The Federal Communications Commission recently closed its public comment period on its network neutrality proceeding with more than 3.7 million comments. Far from being triumphant, the FCC is to be pitied. Let us count the ways.
The FCC launched the network neutrality proceeding earlier this year, ironically naming it “Open Internet.” Government labels are sometimes poor indicators of the likely effect of the underlying proceeding. Today, the FCC contemplates adding new regulations to limit what Internet networks and their owners may do. Never mind that the result will be a more closed, less vibrant Internet. Pity the FCC for having a poorly labeled proceeding.
The FCC has received more than 3.7 million comments. Assuming that it takes 10 minutes to review, summarize, categorize, each comment and that it each comment is reviewed by two staff members, it would take more than 600 FCC staff a full year to review every comment. The FCC has fewer than 2,000 staff members. Pity the overworked staff of the FCC.
The FCC has twice before tried to write and enforce network neutrality rules. Twice before the FCC has been challenged in court. Twice before the courts, ordinarily indulgent of the FCC, have told the FCC it has no such authority. Testing the patience of permissive courts by repeating hallucinations of imagined powers does little to enhance the institutional integrity of the FCC. Pity the FCC for a predictable loss yet again in the courts.
Few if any of the millions of comments point to actual market abuses on the Internet. Instead, the supposed Internet problems are hypothetical, what might happen in the future, no matter how dim and distant the future and its problems are. Nor is there any evidence that the federal government lacks today the authority to address any such hypothetical problems, such as the blocking of web sites. Pity the FCC for having network neutrality solutions in search of an actual problem.
To regulate the Internet, the FCC looks to rules that it has applied to telecommunications companies for much of a century. Practically every aspect of a telecommunications network and of telecommunications service is regulated by the FCC. One cannot construct a telecommunications network or offer a telecommunications service without falling under FCC regulation.
The Internet is different. It consists of both regulated and unregulated networks, some private and some public, some inside the United States and many more outside.
For the past 15 years, the FCC has consistently held that Internet services including broadband services are not telecommunications services and not subject to FCC regulation. Countless businesses have invested countless billions of dollars on an understanding that the Internet and broadband are not regulated at all as telecommunications services. Now the FCC wants to rewrite history and apply some if not all telecommunications regulations to the Internet and Internet services. The challenges of rewriting 15 years of precedents, of explaining the change to courts, and of suffering the dislocation of the Internet industry, are all reasons to pity the FCC.
Under the current system of little or no Internet regulation, American businesses dominate Internet services in global markets. Indeed, Internet services are one of the few markets where American firms do far better than businesses from other countries. Pity the FCC for choosing to tamper with the goose that laid the golden egg.

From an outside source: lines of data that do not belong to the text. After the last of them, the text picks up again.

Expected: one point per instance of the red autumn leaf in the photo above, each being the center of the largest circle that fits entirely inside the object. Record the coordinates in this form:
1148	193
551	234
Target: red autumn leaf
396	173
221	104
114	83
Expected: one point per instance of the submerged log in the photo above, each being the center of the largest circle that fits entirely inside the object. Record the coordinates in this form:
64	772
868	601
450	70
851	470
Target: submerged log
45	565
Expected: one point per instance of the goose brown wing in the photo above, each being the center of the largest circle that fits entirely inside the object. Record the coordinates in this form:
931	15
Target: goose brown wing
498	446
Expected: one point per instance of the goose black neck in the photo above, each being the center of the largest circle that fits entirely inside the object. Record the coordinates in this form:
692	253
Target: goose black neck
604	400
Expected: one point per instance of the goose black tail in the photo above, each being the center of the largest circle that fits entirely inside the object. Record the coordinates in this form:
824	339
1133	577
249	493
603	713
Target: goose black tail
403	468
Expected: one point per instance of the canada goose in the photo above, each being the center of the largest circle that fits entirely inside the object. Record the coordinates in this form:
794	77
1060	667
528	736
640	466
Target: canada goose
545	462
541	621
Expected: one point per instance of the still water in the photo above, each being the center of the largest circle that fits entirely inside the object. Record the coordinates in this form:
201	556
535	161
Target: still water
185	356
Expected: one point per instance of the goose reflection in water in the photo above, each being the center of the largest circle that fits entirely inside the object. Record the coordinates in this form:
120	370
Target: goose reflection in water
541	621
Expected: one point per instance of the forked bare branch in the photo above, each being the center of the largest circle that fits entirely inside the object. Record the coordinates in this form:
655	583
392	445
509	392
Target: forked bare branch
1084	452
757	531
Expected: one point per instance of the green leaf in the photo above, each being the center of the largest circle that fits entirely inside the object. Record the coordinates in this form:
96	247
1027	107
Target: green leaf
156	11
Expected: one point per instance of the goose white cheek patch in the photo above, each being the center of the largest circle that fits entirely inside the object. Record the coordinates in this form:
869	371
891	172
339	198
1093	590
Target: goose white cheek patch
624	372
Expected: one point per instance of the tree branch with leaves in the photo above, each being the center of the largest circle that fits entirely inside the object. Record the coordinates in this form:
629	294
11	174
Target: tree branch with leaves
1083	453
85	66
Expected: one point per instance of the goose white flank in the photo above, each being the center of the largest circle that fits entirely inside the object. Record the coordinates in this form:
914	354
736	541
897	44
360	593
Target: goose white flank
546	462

Writing 20 years ago, Professor Eli Noam of Columbia University presciently explained the economics of why unregulated firms, such as the Internet, can always compete effectively with heavily regulated firms, such as those with traditional FCC regulation. Consistent with Professor Noam’s observations, over the past two decades traditional common carriage for telecommunications has receded and the unregulated Internet has expanded. In retrospect, the solution is not to bring old-style telephone regulations to the Internet but rather to expand new-style Internet deregulation to telephone companies. Pity the FCC for misreading history and attempting to bring telephone regulation to an industry where it cannot work.
Don Quixote lives at the FCC. To even imagine a windmill might be a great accomplishment for an agency that has no responsibilities and no capability of pursuing its imagined adversary. But the FCC has many responsibilities including getting new spectrum in commercial use, facilitating a public safety network, and enforcing its many rules. Its actual responsibilities suffer as the FCC tilts at network neutrality windmills. That is perhaps the greatest pity of the FCC.